La sentenza di primo grado porta la data del penultimo dell’anno 2013. Quindi gli avvocati dei 16 condannati avevano presentato appello. Mai avrebbero pensato che il processo di secondo sarebbe stato fissato a distanza di 25 anni dai fatti contestati. L’operazione antidroga “Spaccata”, condotta a Frosinone da carabinieri e polizia al Casermone, riguarda episodi di spaccio di sostanze stupefacenti, cocaina e hashish, che vanno dall’estate del 2000 al marzo del 2021, periodo nel quale è terminato l’ascolto delle conversazioni intercettate. Per quegli episodi, il giudice monocratico del tribunale di Frosinone, dopo che il pm aveva richiesto pene fino a otto anni di reclusione, aveva inflitto una condanna a 5 anni, quattro condanne a 4 anni e 10 mesi, tre condanne a 4 anni e mezzo e otto a 4 anni. Più alcune assoluzioni, mentre altri imputati avevano scelto altre strade.

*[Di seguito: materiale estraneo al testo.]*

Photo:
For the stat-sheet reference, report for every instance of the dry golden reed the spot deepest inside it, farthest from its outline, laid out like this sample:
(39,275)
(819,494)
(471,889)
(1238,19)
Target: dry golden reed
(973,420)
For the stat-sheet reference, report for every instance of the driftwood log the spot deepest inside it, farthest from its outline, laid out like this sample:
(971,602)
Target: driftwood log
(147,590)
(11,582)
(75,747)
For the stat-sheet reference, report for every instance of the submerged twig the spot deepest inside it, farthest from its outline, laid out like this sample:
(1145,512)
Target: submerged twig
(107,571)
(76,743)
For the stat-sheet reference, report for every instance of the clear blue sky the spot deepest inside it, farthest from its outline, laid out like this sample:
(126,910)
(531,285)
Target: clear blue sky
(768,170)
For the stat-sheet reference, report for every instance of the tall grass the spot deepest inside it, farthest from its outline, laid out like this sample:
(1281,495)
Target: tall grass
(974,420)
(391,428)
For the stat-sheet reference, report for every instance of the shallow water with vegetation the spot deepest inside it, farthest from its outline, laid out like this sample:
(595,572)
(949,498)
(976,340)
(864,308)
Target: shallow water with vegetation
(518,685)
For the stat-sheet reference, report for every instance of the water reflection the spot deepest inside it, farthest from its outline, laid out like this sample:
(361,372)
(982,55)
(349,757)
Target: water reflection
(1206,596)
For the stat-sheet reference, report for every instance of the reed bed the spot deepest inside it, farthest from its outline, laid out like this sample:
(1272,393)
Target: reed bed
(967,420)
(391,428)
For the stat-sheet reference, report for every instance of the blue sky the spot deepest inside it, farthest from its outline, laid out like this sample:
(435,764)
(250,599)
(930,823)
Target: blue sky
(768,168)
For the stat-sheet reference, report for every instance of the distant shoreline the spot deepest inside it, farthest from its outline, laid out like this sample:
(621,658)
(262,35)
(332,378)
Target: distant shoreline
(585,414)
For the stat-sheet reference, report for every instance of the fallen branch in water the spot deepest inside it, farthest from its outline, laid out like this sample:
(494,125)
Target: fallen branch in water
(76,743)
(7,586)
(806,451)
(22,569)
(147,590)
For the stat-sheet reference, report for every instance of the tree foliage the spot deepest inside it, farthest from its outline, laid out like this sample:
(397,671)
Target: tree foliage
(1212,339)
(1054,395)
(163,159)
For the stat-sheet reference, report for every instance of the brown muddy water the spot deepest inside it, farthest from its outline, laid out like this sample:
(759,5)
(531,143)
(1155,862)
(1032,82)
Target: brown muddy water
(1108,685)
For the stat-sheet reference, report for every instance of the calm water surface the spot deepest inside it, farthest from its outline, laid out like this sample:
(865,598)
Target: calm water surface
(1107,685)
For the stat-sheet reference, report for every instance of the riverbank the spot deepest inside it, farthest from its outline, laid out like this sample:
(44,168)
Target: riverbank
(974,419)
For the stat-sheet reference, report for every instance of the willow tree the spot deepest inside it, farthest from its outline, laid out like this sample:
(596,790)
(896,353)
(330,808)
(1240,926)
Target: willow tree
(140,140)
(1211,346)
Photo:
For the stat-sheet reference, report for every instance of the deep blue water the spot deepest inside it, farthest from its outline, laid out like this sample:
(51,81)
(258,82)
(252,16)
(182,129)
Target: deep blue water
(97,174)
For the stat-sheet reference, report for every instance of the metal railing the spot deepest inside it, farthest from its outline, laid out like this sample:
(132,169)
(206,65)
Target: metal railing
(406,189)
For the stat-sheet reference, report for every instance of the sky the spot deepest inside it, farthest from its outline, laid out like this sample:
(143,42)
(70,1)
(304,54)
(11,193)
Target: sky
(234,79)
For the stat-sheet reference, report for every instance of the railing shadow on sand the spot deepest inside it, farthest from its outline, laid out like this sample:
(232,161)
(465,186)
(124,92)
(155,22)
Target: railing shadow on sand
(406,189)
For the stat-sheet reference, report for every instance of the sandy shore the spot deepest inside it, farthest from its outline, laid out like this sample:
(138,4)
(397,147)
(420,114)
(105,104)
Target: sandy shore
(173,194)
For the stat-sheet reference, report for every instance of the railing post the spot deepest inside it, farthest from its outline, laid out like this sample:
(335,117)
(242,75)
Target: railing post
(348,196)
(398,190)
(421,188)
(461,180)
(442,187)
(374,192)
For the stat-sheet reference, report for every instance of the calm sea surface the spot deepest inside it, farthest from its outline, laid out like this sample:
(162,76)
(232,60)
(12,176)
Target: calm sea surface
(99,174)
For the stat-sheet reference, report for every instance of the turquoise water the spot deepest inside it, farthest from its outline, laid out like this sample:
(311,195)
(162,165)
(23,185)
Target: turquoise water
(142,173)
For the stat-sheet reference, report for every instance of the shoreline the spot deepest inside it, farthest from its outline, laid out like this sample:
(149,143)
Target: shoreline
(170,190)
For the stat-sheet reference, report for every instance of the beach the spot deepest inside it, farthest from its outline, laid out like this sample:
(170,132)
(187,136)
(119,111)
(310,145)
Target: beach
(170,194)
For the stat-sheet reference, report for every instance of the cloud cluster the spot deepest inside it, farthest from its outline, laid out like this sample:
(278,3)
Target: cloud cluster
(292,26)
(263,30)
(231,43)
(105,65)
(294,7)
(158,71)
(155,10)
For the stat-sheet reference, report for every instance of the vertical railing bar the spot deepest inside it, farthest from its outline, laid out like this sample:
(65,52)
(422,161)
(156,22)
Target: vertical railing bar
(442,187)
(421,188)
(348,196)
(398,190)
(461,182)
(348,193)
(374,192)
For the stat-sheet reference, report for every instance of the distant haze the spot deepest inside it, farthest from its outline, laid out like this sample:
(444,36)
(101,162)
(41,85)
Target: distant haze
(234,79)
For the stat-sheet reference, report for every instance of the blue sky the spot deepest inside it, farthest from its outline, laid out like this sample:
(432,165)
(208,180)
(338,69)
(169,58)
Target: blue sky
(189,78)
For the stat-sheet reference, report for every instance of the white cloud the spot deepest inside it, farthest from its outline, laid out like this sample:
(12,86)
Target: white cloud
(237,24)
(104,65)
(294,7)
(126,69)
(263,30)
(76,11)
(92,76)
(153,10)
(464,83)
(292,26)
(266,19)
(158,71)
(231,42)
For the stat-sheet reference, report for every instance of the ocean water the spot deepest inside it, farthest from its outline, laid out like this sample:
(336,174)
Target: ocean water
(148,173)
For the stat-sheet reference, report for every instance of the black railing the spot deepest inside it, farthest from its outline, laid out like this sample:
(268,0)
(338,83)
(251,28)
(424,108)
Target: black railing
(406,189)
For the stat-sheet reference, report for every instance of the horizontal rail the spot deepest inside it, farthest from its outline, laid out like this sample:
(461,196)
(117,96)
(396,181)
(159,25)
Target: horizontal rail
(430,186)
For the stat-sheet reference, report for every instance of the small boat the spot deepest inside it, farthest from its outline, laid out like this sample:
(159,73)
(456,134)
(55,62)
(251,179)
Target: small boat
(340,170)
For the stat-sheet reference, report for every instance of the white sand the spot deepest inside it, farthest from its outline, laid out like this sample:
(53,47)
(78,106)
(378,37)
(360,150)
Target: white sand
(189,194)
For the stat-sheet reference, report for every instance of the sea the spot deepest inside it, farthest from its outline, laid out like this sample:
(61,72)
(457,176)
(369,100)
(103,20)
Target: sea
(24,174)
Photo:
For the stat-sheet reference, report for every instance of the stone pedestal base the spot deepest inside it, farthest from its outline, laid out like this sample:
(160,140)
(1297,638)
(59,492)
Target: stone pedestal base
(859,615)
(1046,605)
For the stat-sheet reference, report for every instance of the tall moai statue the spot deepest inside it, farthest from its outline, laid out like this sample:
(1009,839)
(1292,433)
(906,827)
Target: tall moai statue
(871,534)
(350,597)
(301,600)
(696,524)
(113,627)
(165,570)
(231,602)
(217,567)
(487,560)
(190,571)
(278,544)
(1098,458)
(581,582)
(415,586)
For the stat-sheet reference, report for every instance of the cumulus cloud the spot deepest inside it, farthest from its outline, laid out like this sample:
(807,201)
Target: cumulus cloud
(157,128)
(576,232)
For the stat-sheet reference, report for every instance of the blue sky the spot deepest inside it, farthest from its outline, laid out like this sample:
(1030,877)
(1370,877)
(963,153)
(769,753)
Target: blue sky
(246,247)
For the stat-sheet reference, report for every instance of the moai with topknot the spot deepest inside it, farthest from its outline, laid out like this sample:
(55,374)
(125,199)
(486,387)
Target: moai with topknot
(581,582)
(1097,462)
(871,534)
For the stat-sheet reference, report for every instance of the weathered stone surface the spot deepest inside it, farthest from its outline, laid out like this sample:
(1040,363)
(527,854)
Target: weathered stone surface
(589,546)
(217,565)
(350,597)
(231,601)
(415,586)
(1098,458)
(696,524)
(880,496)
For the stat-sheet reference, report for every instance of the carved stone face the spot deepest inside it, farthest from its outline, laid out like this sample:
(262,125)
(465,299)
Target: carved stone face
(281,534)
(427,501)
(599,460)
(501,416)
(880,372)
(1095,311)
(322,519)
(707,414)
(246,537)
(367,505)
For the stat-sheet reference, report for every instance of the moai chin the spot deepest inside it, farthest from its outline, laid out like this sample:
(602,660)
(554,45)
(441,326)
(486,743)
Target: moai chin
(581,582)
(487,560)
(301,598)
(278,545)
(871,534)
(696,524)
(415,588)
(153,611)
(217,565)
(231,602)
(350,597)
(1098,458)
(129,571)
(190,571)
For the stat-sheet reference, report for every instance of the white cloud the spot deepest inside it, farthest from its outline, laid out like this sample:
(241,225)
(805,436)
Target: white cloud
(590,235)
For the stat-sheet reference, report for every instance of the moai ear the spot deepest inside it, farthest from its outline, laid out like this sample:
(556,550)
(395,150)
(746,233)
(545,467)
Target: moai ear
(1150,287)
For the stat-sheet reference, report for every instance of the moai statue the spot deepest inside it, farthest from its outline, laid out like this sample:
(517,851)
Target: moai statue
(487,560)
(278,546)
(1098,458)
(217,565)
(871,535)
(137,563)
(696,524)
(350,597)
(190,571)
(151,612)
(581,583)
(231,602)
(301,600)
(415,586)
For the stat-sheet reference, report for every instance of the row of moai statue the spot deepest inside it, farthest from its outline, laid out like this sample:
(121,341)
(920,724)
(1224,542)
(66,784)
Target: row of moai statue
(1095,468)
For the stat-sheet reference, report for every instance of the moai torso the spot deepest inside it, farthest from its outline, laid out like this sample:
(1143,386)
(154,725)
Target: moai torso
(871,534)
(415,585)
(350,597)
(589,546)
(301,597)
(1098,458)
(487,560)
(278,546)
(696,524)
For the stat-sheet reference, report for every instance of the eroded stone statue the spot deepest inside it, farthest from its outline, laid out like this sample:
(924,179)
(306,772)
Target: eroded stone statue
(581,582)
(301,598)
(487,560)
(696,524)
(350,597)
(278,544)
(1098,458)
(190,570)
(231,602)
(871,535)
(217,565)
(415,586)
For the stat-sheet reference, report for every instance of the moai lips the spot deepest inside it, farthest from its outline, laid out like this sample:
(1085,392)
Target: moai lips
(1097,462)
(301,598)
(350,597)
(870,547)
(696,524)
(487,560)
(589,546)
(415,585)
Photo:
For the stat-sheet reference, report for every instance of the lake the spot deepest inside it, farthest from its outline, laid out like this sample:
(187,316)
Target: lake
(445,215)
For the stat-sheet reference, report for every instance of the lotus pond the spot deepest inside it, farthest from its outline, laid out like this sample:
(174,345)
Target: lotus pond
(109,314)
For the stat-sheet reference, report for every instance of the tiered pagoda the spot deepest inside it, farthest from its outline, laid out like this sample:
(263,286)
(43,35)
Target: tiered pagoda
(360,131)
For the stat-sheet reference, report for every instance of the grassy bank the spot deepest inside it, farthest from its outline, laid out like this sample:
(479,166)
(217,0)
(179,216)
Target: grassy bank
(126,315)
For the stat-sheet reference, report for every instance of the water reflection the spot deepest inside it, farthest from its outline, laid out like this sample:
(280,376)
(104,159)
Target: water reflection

Eppure, dopo tutti questi anni, con la prescrizione che incombe veloce, la giustizia ha battuto un colpo. L’anno scorso, di questi tempi, veniva fissata una prima udienza d’appello, calendarizzata a ottobre, che poi è slittata a oggi. Quando il caso, a 11 anni e mezzo, dalla sentenza tornerà in aula. Il processo aveva riguardato 26 persone, assistite dagli avvocati Giampiero Vellucci, Roberto Filardi, Nicola Ottaviani, Enrico Pavia, Pietro Pomanti ed Emanuele Carbone. Tra il 2003 e il 2004 si era svolta l’udienza preliminare. Quindi a fine 2005, dopo una serie di udienze saltate per vizi procedurali, veniva aperto il dibattimento. Il processo proseguiva così tra udienze dedicate all’ascolto dei testimoni dell’accusa e rinvii per legittimi impedimenti, ma anche a causa della mancata presentazione in aula di diversi testi per i quali è stato necessario l’accompagnamento coattivo. Il pm formulava le conclusioni a settembre 2012 e, dopo altri rinvii e le discussioni delle difese si arrivava al 30 dicembre con la lettura del dispositivo e, quindi, a giugno dell’anno successivo, con il deposito delle motivazioni.

L’inchiesta era nata da un altro procedimento, sempre per spaccio di droga ma anche per spendita di dollari americani falsi. Dalle indagini, le forze dell’ordine erano risalite ai canali di approvvigionamento dello stupefacente, per cui erano state autorizzate le intercettazioni. Il linguaggio a volte era criptico con l’uso di termine quali macchina o pallone per dissimulare la reale attività degli scambi. Ma in altre conversazioni gli ordini erano talmente espliciti che uno dei capi si era affrettato a suggerire di stare attenti al telefono. Tuttavia, anche quando era usato un linguaggio convenzionale è emerso - si legge nelle motivazioni della sentenza di primo grado - come non «si specifichi mai quale sia il veicolo di cui si sta parlando, quali siano le caratteristiche» di cui si discute. Altrettanto «improbabili» gli «acquirenti delle diverse “vetture”, vendute ad ogni ora del giorno e della notte», che «non si interessano mai di sapere quale sia la macchina che acquistano». Due i gruppi sui quali si è concentrata l’attenzione. Al processo è emersa, da una parte, una struttura verticistica con un chiaro leader, chiamato dagli altri “capo” o “principale” ma anche una certa autonomia gestionale degli imputati che acquistavano e poi rivendevano lo stupefacente. La base, comunque, era nella cosiddetta spaccata del Casermone. Nel corso dell’operazione erano stati eseguiti arresti nel capoluogo, ma anche fuori regione, in Campania e Toscana.